Here are my top 8 errors made during core exercises:

1) Back flat to the ground

Traditional core classes teach flattening your lower back to the mat to perform the exercise. This is not your back’s natural position as we have curves in our spine for a reason, therefore exercising them flattened does not optimise the muscles when we stand up and the curves are present.

Research has also shown that your core muscles work the best when in your neutral spinal position e.g. when maintaining the natural curve in your back and having a small “grape sized” space between your spine and the mat/floor (Sapsford et al. 2009).

2) Starting at the hardest level of core exercise

There seems to be a misconception of “no pain no gain” around exercising and therefore some people often rush in to the highest level of exercise just to feel the burn and hope for the best results. This actually has the opposite effect. If you cannot activate the correct muscles and maintain optimal technique and position, then you are unlikely to achieve results and more likely to compensate by using different muscle groups from those you wish to exercise.
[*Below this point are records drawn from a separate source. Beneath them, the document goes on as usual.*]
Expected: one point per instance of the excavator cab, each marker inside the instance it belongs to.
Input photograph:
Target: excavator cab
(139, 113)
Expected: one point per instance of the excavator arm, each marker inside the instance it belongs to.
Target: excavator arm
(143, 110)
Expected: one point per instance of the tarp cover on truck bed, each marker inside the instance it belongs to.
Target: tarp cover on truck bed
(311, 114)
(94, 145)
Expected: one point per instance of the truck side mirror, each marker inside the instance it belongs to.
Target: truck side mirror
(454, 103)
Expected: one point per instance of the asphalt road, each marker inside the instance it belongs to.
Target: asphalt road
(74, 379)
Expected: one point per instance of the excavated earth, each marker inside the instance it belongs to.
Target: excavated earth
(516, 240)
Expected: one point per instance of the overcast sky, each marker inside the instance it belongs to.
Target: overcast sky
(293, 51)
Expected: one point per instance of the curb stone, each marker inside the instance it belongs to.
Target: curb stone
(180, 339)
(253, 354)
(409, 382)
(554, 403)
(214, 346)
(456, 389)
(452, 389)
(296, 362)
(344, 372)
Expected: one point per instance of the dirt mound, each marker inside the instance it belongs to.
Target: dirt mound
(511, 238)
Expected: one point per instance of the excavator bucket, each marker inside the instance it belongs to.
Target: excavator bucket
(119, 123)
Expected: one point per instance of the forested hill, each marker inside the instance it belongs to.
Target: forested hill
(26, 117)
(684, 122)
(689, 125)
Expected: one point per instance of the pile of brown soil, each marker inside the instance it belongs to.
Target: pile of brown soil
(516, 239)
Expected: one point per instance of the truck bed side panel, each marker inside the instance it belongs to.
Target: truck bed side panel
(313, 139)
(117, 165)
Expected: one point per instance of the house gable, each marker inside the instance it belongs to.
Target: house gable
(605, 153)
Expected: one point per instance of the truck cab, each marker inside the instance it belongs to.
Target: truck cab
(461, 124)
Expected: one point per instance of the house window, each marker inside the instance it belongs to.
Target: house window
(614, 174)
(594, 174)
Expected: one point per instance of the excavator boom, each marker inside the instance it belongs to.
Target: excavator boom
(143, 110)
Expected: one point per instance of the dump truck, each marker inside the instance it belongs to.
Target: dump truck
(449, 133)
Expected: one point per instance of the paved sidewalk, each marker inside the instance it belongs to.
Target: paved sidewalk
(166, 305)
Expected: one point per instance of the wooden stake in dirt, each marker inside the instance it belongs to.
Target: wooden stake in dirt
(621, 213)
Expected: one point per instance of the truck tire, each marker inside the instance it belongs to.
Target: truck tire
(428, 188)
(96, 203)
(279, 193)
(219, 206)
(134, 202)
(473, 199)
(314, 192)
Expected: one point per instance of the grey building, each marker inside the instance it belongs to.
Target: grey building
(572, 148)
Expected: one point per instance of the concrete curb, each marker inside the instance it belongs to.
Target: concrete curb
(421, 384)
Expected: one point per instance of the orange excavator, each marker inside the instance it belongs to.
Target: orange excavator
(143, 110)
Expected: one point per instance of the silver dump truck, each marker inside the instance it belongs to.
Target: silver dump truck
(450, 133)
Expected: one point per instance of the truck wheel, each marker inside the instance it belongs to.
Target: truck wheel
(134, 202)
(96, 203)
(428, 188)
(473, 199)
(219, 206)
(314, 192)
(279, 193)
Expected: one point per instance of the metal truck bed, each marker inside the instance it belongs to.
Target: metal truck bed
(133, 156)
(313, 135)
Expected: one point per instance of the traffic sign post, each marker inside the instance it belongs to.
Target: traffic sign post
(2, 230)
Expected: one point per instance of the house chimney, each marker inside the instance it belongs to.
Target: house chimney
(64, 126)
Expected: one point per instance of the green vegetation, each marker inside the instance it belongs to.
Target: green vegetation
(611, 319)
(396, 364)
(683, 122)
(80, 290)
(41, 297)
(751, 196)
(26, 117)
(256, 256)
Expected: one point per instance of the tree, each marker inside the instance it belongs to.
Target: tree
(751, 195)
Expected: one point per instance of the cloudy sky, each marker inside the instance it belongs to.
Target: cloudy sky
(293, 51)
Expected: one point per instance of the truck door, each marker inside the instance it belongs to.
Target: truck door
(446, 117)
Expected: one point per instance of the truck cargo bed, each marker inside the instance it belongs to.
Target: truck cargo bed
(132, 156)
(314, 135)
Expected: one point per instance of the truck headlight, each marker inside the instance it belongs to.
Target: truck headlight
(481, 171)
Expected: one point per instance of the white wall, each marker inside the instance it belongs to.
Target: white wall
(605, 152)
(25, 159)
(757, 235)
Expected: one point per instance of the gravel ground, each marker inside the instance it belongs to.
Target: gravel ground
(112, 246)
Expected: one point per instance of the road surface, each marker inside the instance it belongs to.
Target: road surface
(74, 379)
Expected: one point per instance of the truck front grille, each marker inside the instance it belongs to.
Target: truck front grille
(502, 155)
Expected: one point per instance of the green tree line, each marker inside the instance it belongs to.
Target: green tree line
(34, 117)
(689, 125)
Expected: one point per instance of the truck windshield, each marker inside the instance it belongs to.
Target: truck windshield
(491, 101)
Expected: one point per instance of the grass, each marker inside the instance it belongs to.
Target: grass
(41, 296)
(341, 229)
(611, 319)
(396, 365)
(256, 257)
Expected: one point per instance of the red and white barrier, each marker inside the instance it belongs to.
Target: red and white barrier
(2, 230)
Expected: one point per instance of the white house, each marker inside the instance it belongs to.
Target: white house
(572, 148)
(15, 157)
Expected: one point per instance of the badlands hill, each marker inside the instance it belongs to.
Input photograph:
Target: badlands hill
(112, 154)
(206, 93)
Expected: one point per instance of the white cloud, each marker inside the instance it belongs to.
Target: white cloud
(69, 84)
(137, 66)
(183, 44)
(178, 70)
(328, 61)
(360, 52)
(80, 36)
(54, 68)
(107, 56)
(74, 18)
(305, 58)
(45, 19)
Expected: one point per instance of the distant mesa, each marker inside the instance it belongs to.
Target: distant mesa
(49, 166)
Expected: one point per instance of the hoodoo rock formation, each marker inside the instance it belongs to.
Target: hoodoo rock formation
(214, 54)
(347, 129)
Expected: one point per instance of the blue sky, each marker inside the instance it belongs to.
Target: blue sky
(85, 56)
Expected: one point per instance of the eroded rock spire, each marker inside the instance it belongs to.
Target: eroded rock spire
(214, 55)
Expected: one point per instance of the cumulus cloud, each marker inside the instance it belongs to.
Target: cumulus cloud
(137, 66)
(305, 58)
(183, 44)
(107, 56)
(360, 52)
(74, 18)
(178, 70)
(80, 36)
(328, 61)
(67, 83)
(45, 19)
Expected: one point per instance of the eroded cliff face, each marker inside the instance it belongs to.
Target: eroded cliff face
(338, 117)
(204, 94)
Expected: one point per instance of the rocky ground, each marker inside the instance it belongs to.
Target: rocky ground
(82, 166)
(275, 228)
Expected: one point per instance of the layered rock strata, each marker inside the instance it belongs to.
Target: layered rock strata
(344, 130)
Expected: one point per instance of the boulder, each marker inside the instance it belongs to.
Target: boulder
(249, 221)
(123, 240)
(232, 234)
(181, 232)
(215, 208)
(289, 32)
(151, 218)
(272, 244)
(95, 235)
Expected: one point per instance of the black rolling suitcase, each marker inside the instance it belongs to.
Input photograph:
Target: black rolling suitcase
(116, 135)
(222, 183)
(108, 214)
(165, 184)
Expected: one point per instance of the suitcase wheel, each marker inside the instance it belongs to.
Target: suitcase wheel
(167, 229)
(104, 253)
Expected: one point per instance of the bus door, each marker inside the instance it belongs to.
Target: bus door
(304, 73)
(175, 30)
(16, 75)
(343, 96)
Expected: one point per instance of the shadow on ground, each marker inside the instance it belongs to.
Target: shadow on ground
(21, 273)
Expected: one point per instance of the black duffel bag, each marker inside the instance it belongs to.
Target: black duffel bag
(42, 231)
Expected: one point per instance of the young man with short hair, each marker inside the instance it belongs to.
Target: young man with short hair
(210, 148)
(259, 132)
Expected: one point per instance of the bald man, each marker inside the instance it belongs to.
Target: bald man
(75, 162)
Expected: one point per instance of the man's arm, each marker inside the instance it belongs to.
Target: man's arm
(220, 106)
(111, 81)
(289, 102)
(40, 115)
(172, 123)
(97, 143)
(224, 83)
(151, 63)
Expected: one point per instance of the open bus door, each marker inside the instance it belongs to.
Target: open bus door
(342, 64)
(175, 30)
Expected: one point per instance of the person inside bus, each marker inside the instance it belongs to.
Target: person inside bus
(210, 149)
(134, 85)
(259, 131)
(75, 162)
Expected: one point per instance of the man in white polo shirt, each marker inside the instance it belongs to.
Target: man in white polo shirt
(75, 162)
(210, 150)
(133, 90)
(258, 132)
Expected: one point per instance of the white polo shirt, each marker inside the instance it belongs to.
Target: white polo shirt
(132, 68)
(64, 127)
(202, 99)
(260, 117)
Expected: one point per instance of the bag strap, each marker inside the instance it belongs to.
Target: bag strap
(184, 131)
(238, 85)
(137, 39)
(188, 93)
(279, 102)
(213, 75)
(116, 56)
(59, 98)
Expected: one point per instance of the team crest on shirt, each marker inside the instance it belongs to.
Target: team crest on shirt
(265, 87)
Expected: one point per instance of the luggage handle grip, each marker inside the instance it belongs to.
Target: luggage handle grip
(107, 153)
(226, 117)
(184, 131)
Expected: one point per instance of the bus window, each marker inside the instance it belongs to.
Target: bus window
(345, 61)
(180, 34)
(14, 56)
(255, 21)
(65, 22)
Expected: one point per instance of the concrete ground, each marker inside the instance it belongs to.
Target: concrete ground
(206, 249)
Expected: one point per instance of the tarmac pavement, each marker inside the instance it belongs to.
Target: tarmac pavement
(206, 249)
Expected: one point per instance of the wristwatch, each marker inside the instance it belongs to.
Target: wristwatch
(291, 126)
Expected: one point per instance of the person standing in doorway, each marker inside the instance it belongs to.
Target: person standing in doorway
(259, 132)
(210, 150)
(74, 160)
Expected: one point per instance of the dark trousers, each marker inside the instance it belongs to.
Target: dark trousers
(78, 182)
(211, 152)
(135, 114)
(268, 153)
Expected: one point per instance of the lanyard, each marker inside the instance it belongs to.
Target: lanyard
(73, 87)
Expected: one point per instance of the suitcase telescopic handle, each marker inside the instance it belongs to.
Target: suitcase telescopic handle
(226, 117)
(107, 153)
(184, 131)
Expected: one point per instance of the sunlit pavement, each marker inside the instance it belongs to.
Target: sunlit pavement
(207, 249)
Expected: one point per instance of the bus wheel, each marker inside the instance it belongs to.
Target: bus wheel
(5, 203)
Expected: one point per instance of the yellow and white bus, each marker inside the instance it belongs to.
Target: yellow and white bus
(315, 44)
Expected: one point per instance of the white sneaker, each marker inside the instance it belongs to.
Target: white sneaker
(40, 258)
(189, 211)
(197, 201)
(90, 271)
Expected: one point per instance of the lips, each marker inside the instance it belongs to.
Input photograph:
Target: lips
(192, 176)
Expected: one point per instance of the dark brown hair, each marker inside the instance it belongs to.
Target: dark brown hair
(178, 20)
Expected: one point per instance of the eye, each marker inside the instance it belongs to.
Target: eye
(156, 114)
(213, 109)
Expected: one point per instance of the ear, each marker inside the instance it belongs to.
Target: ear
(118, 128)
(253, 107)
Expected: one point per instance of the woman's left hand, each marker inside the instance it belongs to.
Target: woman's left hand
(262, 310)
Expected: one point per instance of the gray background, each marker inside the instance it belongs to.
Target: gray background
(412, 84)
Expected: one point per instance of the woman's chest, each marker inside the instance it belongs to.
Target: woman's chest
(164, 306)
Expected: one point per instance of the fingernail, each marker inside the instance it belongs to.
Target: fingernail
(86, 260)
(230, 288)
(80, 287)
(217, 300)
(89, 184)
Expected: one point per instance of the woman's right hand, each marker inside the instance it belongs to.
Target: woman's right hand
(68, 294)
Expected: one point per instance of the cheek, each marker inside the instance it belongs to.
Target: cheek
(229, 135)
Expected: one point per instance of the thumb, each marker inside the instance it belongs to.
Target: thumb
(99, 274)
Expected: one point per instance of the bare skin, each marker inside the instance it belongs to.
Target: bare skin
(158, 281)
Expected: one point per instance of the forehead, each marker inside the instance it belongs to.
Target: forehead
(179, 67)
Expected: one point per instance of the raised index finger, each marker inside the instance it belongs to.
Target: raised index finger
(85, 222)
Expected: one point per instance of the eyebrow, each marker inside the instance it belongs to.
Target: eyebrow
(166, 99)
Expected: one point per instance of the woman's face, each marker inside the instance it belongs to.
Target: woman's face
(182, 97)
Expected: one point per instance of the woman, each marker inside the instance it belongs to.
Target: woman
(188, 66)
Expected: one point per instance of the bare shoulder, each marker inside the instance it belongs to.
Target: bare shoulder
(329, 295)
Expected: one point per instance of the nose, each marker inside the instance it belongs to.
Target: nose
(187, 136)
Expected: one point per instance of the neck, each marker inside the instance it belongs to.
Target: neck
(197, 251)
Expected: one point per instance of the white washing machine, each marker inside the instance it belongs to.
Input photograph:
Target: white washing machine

3) Forget to engage core and pelvic floor prior to exercise

These two concepts are so essential! All of our exercises should begin with engaging your core and lifting pelvic floor. This provides support and stability to your “powerhouse”. Ensuring this stability means your trunk is fully supported, reducing risk of injury, and providing extra support so that your exercise may be performed more efficiently.

4) Using momentum 

Sit ups and “crunches” have traditionally been performed with the aim to commence lying down and then “sit up” fully. To do this momentum is often used and the upper body is forced upwards through the elbows/arms and chest. This does not recruit the core muscles correctly because the driving force is from the upper body, not the core. The back often flattens to the ground during this type of exercise too (see No. 1 again for why this is wrong).

Core exercises should be performed with correct muscle activation, precision, and control. Speed should be specific and not induced by momentum.

5) Not stabilising the pelvis

The pelvis is the key component to how successful you perform these exercises. The pelvis should be stabilised in neutral for optimum core muscle recruitment (see No. 1) for more details. Keeping the pelvis stable also eliminates momentum and excessive movement from elsewhere (see No. 4).

6) Holding your breath

Breathing is a complex component of exercising! There are many different ways to use it depending on the aim, however you should never hold your breath when exercising! The oxygen should flow freely and to enhance your exercise you should exhale on the action part. Eg “inhale to prepare whilst staying still, exhale as you perform the exercise”. Exhaling on the harder part recruits the core muscles more and therefore makes your efforts more effective.

For more details on pilates breathing check out this post.

7) Bringing your elbow to knee

If you were to twist enough to bring your elbow to your knee you break the rules here of No. 1,4 & 5! Whilst this does feel like a workout and definitely targets the core and oblique muscles, it uses momentum, flattens the back to the floor, and destabilises the pelvis! To target your obliques you can perform a similar exercise but encourage the armpit to reach for the opposite hip, whilst thinking of drawing the ribcage downwards. You won’t lift nearly as high but it will be much more effective in isolating these muscles!

8) Working in one plane only

The most well known core exercises include front planks, crunches, and elbow to knee/bicyles. These exercises all focus on moving in or being in one direction or plane. Our bodies move in many directions throughout the day and should be stimulated from every angle to get a 3D strengthening effect.

This is why pilates programmes have you perform exercises on your back, front, and sides. Exercises involve directly targeting the core, as well as moving the arms away, or the legs in different directions. Each aspect here challenges the core in a separate way and provides an on-going challenge!